Daimler plans to slash headcount at its Mercedes-Benz cars division to help manage the disruptive shift to self-driving and electric vehicles.
The job cuts are aimed at saving more than 1 billion euros ($1.1 billion) by the end of 2022, Daimler said Thursday. The Stuttgart-based automaker plans to eliminate 10 percent of management positions as part of the effort to boost results.
After two rapid-fire profit warnings earlier this year, new CEO Ola Kallenius is under pressure to map out a strategy to revive flagging earnings, while at the same time ensuring that Daimler doesn’t lose its technology edge.
A costly transition to electric vehicles, together with legacy diesel issues, has forced Mercedes to drop its EBIT margin outlook to a 3 percent to 5 percent range for 2019. With global demand for cars softening, Daimler has little choice but to cut costs to eventually return Mercedes’ profitability to its long-standing range of 8 percent to 10 percent.
The road to get there will be long one. Excluding the fallout from trade wars, Daimler is targeting an operating profit margin of at least 4 percent next year and 6 percent in 2022. The trucks division will target a return on sales of more than 5 percent in 2020 and 7 percent in 2022.
At the five-star Corinthia Hotel in London, the successor of veteran Dieter Zetsche faces investors face-to-face Thursday at his first big strategy presentation since taking charge of the German auto icon in May. The company’s returns have fallen well below the margins of French mass-market rival PSA Group.
Profitability at Daimler’s sprawling commercial vehicle operations — including Mercedes-Benz trucks in Europe, Freightliner in North America and Fuso in Asia — has also trailed rival Volvo AB for years.
Among the strategy highlights:
- To strengthen the free cash flow, investment in property, plant and equipment and in research and development will be capped at the 2019 level and be reduced in the medium term.
- Daimler plans to prioritize investments with a goal of keeping net liquidity above 10 billion euros ($11 billion).
- Mercedes Trucks in Europe plans to reduce variable costs by 250 million euros ($275 million) and personnel costs by 300 million euros ($330 million) by the end of 2022.

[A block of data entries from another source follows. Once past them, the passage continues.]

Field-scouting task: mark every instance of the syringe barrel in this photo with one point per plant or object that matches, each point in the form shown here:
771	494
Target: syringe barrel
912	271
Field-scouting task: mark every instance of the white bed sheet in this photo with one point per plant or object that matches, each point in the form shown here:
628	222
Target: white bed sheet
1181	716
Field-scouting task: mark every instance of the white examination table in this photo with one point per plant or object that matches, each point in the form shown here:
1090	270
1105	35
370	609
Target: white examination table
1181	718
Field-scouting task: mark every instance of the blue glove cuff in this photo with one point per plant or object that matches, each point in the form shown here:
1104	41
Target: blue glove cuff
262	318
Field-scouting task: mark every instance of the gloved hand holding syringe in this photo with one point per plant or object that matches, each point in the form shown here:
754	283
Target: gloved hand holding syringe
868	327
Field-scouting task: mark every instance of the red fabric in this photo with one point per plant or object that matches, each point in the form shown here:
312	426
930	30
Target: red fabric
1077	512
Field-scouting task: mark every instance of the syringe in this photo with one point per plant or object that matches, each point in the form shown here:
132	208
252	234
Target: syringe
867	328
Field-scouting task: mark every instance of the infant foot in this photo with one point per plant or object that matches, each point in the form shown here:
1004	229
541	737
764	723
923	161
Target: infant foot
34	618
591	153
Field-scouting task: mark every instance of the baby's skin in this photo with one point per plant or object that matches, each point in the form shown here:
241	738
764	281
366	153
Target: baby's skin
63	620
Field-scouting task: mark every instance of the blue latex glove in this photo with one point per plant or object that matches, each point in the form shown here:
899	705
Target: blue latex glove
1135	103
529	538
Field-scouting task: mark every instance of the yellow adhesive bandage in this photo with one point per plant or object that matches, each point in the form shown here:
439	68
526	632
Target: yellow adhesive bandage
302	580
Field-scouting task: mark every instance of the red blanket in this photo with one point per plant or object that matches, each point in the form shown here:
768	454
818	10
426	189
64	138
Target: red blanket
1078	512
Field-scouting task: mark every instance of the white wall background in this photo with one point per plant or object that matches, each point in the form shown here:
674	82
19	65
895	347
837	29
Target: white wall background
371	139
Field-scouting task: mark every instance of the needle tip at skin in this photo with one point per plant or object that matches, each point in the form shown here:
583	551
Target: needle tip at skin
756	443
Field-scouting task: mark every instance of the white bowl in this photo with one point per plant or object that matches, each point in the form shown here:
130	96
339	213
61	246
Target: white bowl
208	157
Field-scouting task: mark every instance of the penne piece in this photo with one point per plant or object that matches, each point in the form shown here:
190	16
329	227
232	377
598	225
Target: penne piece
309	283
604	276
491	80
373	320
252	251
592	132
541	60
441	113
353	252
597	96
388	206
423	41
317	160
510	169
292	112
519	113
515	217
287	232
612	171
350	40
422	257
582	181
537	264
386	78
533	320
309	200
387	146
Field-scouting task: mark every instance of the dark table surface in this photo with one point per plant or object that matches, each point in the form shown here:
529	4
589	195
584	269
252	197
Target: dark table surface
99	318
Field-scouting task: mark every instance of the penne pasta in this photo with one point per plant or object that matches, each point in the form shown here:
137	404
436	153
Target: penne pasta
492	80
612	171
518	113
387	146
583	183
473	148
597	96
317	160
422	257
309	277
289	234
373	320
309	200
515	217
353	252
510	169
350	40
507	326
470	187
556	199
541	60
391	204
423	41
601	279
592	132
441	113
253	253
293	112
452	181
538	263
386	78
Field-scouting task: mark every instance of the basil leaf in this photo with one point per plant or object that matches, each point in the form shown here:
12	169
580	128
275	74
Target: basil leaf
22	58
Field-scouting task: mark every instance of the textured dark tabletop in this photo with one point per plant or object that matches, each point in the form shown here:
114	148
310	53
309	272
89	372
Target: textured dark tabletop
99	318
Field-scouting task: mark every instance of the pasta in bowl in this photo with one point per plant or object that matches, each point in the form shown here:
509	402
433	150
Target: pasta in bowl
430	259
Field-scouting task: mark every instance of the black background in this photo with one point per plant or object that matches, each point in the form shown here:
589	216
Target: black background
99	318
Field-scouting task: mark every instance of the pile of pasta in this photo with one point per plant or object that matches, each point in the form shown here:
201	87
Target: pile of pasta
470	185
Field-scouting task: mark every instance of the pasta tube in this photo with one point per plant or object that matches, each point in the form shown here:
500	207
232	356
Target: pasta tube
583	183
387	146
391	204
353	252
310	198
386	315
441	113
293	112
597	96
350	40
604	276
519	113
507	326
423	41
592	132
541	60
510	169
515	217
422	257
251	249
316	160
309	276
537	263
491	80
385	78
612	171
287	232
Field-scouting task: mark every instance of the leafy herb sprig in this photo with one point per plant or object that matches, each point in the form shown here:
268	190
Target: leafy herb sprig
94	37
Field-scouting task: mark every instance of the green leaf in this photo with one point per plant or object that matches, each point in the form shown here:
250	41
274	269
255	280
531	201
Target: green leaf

- Daimler’s mobility services unit will counter higher regulatory capital requirements with efficiency and digitalization measures.
“Daimler urgently needs to move away from its ‘spray and pray’ investment philosophy and toward a materially more focused, sharpened allocation of its funds,” Arndt Ellinghorst, a London-based analyst with Evercore ISI, said in a note prior to the presentation. “Otherwise, the group will simply be unable to self-fund its premium mobility aspirations.”